When I clicked on “Profiling with NVIDIA Nsight Systems…”, it showed an additional dialog box. I went with the defaults, and it showed a new green “Play” button at the top:
To profile, I clicked the usual grey play button on most of my notebook blocks. For the block I wanted to profile, I clicked the green Play button. Within a few seconds, it created a <name-timestamp>.nsys-rep
file with measurements.
To profile with Nsight Compute, the steps are similar. It takes a long time, however. For my model, it took almost 5 hours to take the measurements and generate a <name-timestamp>.ncu-rep
file with measurements. This file was about half a gig in size.
Warning: I repeat: this step can take hours.

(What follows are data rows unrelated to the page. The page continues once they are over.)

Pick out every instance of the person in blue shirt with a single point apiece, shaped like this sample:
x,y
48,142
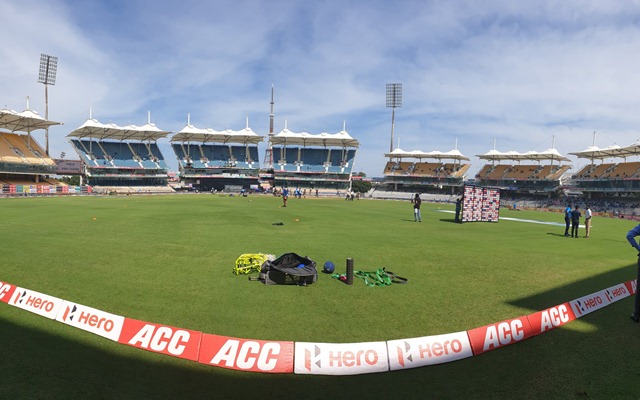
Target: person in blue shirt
x,y
567,219
631,238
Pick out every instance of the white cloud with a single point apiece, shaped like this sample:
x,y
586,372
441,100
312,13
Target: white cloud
x,y
524,73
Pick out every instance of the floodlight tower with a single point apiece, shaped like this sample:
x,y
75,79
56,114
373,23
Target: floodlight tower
x,y
394,99
268,157
47,76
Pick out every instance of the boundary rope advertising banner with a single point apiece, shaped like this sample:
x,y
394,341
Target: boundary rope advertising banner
x,y
304,357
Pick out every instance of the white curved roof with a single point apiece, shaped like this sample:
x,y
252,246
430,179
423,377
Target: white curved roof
x,y
549,154
197,135
596,153
286,137
419,154
26,121
95,129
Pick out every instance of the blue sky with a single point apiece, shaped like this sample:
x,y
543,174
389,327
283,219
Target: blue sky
x,y
525,74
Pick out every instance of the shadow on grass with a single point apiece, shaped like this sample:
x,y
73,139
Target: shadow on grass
x,y
556,234
453,221
550,298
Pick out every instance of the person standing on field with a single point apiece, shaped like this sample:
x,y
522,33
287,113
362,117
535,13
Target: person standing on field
x,y
587,221
631,238
417,201
567,219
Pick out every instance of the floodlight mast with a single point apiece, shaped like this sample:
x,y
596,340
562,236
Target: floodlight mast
x,y
47,76
394,99
268,159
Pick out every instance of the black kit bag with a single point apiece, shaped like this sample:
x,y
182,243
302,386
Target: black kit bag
x,y
288,269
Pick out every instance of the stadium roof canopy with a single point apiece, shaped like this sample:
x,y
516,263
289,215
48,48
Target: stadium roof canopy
x,y
285,137
196,135
94,129
547,155
438,155
596,153
26,121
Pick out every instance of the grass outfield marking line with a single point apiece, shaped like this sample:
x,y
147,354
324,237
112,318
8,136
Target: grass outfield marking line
x,y
367,359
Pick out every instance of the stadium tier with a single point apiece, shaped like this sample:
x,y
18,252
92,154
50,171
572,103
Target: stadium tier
x,y
320,161
420,176
520,176
604,179
217,160
116,157
24,165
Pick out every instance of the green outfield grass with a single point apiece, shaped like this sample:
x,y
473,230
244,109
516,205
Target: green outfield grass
x,y
168,259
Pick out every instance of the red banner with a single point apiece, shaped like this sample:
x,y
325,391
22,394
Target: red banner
x,y
6,291
246,354
551,318
177,342
491,337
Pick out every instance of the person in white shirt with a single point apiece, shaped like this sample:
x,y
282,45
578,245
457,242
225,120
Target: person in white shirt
x,y
587,221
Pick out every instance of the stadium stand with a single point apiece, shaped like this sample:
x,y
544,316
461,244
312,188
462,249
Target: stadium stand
x,y
25,168
217,160
425,177
313,161
520,176
118,158
609,181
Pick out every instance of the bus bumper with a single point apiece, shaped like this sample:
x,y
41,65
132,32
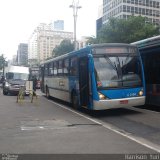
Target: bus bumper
x,y
118,103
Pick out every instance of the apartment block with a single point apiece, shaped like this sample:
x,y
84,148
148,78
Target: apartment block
x,y
42,42
22,54
124,8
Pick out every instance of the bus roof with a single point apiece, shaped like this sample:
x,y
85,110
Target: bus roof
x,y
88,48
149,42
18,69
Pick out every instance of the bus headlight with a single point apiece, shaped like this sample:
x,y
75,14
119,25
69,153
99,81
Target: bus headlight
x,y
102,97
140,93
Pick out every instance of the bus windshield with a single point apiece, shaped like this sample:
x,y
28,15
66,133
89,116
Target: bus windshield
x,y
17,76
117,71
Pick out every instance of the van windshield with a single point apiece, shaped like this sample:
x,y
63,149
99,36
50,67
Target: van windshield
x,y
17,76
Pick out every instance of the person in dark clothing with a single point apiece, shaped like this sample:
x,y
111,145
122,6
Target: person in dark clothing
x,y
34,79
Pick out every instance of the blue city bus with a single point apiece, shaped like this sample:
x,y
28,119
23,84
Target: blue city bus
x,y
150,52
97,77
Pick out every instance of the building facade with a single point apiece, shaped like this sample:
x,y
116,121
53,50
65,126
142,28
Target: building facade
x,y
22,54
59,25
124,8
42,42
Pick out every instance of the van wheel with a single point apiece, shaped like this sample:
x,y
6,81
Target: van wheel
x,y
75,104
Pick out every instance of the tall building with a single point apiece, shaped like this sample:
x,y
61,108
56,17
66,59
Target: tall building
x,y
59,25
125,8
22,54
42,42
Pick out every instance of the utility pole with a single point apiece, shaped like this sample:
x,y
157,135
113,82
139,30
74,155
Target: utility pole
x,y
75,6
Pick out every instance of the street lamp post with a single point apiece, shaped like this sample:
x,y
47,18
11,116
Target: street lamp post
x,y
75,6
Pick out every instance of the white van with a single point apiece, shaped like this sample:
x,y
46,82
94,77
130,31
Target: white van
x,y
16,77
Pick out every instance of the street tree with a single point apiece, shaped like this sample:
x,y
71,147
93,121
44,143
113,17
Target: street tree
x,y
65,46
126,31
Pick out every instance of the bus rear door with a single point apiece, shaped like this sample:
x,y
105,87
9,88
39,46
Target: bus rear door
x,y
84,81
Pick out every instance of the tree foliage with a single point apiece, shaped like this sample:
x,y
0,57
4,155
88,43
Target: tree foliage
x,y
64,47
3,62
126,31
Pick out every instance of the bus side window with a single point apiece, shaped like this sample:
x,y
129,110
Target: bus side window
x,y
66,67
73,68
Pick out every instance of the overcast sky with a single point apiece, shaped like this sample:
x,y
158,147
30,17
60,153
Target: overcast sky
x,y
20,17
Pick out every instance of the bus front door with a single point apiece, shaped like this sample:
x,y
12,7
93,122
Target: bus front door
x,y
84,81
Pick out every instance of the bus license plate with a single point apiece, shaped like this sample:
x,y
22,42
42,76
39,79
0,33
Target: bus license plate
x,y
123,102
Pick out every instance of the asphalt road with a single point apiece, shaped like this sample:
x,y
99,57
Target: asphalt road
x,y
45,127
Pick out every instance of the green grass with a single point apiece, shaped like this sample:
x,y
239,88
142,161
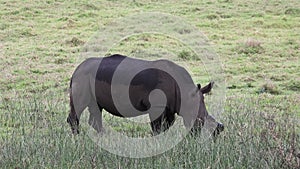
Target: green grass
x,y
257,42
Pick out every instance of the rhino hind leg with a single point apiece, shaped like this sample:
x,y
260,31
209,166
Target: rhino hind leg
x,y
95,119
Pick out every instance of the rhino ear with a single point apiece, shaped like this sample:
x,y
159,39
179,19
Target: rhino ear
x,y
207,88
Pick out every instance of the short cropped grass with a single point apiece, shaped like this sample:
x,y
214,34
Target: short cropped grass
x,y
39,137
257,43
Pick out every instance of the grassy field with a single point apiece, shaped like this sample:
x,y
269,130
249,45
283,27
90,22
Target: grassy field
x,y
258,43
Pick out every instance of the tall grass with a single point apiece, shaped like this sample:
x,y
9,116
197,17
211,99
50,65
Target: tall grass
x,y
38,136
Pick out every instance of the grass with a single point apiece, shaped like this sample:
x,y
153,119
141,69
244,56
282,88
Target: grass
x,y
258,44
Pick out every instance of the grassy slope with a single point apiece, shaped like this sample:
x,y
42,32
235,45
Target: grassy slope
x,y
257,41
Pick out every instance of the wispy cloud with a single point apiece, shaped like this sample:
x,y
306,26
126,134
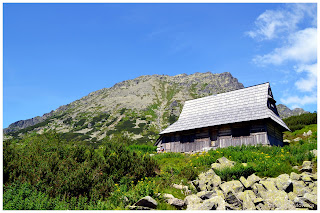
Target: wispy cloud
x,y
301,47
273,23
296,46
296,101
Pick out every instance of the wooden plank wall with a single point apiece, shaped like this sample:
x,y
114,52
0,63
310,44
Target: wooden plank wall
x,y
261,132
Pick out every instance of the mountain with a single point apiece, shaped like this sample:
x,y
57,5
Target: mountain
x,y
141,107
285,112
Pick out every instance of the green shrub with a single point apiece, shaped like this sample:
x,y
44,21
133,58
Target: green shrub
x,y
298,122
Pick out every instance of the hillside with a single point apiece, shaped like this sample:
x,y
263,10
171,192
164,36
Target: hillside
x,y
142,107
285,112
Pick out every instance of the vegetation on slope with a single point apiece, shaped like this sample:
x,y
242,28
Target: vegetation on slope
x,y
299,121
48,172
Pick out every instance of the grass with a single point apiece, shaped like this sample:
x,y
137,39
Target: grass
x,y
172,168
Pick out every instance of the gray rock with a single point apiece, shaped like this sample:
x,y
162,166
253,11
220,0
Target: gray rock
x,y
214,203
279,199
300,202
248,198
269,185
244,182
192,199
147,202
306,177
257,188
306,166
294,176
292,196
299,188
233,185
311,199
167,196
176,203
253,179
204,195
225,162
297,139
309,133
232,199
138,208
283,182
314,152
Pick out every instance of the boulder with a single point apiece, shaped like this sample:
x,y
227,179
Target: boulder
x,y
314,176
233,185
208,180
258,200
204,195
262,206
167,196
253,179
299,188
283,182
224,162
306,166
216,166
214,203
314,152
311,198
219,203
297,139
244,182
294,176
301,202
257,188
192,199
306,177
138,208
232,199
269,185
248,198
292,196
279,199
179,204
147,202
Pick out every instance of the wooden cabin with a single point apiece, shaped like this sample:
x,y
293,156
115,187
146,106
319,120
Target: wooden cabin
x,y
246,116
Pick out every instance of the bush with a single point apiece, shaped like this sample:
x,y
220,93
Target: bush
x,y
59,168
234,173
298,122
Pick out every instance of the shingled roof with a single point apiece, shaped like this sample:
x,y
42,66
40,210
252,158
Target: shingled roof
x,y
231,107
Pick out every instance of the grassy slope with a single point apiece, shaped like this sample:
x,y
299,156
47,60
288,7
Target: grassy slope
x,y
172,168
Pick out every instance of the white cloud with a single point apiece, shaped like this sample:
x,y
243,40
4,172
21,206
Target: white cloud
x,y
309,83
297,48
272,23
301,47
296,101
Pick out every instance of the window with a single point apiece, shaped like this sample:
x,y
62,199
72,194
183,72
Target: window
x,y
237,132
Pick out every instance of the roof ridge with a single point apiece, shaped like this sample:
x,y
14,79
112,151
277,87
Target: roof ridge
x,y
227,92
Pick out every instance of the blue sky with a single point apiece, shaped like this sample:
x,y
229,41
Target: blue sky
x,y
54,54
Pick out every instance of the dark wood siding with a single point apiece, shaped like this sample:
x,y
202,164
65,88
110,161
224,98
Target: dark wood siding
x,y
262,132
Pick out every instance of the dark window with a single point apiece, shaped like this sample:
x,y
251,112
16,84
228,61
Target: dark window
x,y
237,132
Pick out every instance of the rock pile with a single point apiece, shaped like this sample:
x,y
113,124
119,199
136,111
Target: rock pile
x,y
285,192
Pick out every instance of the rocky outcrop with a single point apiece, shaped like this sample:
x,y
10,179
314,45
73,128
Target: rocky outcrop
x,y
285,192
145,202
285,112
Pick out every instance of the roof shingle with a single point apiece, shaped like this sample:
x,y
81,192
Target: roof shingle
x,y
236,106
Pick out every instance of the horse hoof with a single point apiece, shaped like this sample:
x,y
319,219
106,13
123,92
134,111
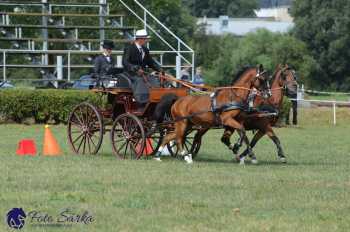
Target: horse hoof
x,y
283,159
237,159
241,161
188,159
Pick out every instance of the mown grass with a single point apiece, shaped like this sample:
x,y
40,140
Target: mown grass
x,y
310,193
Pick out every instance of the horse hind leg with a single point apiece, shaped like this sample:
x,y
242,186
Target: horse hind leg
x,y
226,136
169,137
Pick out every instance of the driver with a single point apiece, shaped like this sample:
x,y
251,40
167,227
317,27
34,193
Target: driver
x,y
104,63
136,59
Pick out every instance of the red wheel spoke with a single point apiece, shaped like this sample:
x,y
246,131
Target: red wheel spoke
x,y
84,144
81,142
76,139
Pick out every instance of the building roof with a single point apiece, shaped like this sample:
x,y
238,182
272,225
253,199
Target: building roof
x,y
242,26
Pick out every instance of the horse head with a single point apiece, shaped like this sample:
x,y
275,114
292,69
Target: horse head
x,y
252,77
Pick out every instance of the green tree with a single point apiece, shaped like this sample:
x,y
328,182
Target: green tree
x,y
172,13
261,47
215,8
324,27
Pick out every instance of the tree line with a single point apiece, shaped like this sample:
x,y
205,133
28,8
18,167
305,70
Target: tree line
x,y
318,46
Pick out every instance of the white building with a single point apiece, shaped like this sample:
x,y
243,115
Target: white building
x,y
278,13
272,19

We now have the profiling measurements. Next, we will analyze them!
Step 3B/3 Analyze Profiling Output
To analyze the measurements taken and identify some performance bottlenecks, download the measurement files generated above. Install Nsight Systems and Nsight Compute on your local desktop, so that you can explore the results graphically.
Here is how the UI looked for me for Nsight Systems.
Here is how the UI looked for me for Nsight Compute. I have sorted the table by the most absolute improvement possible. There are many cases where we are not using all of the processing units (SMs) within the GPU. The overall occupancy is low, at about 20%.
Conclusion
This document noted a paved path to profile NVIDIA GPUs for performance optimizations. My hope is that it reduces the amount of friction research scientists face in getting this to work, and also foster better collaboration between ML research and engineering.